Mirroring data between production environments

Sometimes you would wish to transfer data between separate deployments of the NOMAD infrastructure. This use case covers the situation when the deployments are up and running and both have access to the underlying file storage, part of which is mounted inside each container under .volumes/fs.

With both the source and target deployment running, you can use the cli_ref:mirror command to transfer the data from source to target. The mirror will copy everything: i.e. the raw data, archive data and associated metadata in the database.

The data to be mirrored is specified by using a query API path.

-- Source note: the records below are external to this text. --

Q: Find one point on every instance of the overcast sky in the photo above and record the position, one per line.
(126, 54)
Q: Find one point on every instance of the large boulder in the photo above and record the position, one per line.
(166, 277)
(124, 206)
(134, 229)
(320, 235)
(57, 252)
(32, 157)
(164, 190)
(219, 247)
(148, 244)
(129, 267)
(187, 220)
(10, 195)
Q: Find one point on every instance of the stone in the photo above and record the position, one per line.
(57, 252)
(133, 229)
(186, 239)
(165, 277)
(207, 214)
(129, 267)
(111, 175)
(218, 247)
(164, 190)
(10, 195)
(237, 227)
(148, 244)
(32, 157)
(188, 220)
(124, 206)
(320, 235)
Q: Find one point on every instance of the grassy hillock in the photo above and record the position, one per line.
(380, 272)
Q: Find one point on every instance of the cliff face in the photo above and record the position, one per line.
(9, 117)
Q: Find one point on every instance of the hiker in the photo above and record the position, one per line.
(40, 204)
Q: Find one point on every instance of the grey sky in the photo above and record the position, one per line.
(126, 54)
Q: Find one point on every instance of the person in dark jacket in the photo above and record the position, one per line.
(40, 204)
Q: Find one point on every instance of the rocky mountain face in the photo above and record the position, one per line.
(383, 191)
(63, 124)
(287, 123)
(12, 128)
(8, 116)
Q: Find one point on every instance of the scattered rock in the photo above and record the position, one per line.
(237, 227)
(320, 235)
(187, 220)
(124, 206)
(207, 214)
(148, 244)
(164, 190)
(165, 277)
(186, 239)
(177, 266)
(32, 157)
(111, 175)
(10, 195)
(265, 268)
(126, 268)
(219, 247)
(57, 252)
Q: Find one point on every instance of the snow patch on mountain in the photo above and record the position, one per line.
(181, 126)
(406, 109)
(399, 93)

For example to mirror the upload from source deployment to target deployment, you would use the following CLI command inside the target deployment:

nomad client -n <api_url> -u <username> -w <password> mirror <query_json> --source-mapping <target_docker_path>:<shared_path>

Here is a breakdown of the different arguments:

  • -n <url>: Url to the API endpoint in the source deployment. This API will be queried to fetch the data to be mirrored. E.g. http://nomad-lab.eu/prod/rae/api

  • -u <username>: Your username that is used for authentication in the API call.

  • -w <password>: Your password that is used for authentication in the API call.

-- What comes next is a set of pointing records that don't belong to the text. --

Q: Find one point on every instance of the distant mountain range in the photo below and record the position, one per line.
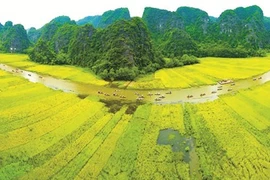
(114, 40)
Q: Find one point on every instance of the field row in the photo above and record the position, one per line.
(209, 71)
(47, 134)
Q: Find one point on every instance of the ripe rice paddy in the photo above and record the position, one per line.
(48, 134)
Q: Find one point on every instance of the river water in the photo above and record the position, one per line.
(194, 94)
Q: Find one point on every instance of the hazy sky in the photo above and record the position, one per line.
(36, 13)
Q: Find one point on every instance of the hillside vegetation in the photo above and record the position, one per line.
(118, 47)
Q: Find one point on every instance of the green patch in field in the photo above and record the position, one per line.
(178, 142)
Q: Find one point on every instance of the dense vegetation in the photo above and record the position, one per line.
(106, 19)
(13, 38)
(115, 46)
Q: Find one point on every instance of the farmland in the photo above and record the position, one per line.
(48, 134)
(209, 71)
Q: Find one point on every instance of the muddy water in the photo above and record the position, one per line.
(180, 143)
(170, 96)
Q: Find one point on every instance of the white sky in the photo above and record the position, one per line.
(36, 13)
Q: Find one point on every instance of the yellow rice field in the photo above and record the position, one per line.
(73, 73)
(209, 71)
(49, 134)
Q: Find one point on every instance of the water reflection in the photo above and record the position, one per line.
(193, 95)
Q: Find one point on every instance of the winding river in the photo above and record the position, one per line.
(194, 94)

  • mirror <query>: Your query as a JSON dictionary. See the documentation for available keywords. E.g. “{“upload_id: “<upload_id>”}”

  • --source-mapping <mapping>: The deployments use a separate folder to store the archive and raw data. To correctly find the data that should be mirrored, the absolute path on the filesystem that is shared between the deployments needs to be provided. E.g. .volumes/fs:/nomad/fairdi/prod/fs. The first part of this mapping indicates a docker volume path (.volumes/fs in this example) that should be mapped to the second filepath on the shared filesystem (/nomad/fairdi/prod/fs in this example).

Updating the AFLOW prototype information

NOMAD uses the AFLOW prototype library to link bulk crystal entries with prototypical structures based on their symmetry. The cli_ref:prototypes-update subcommand can be used to update this database from the online information provided by AFLOW. The command produces a prototype dataset as a python module.

The dataset should be recreated if the AFLOW dataset has been updated or if the symmetry matching routine used within NOMAD is updated (e.g. the symmetry tolerance is modified). To produce a new dataset run the following command:

nomad admin ops prototypes-update <module_path>

Here is a breakdown of the different arguments:

  • <module_name>: Name of the python module in which the data should be stored. If the file does not exist it will be created. The prototype data used by NOMAD is under the path: nomad/normalizing/data/aflow_prototypes.py

The command also provides a --matches-only flag for only updating the dataset entry that is used for matching the prototypes. This means that the online information from AFLOW is not queried. This makes the process faster e.g. in the case when you want only to update the matches after modifying the symmetry routines.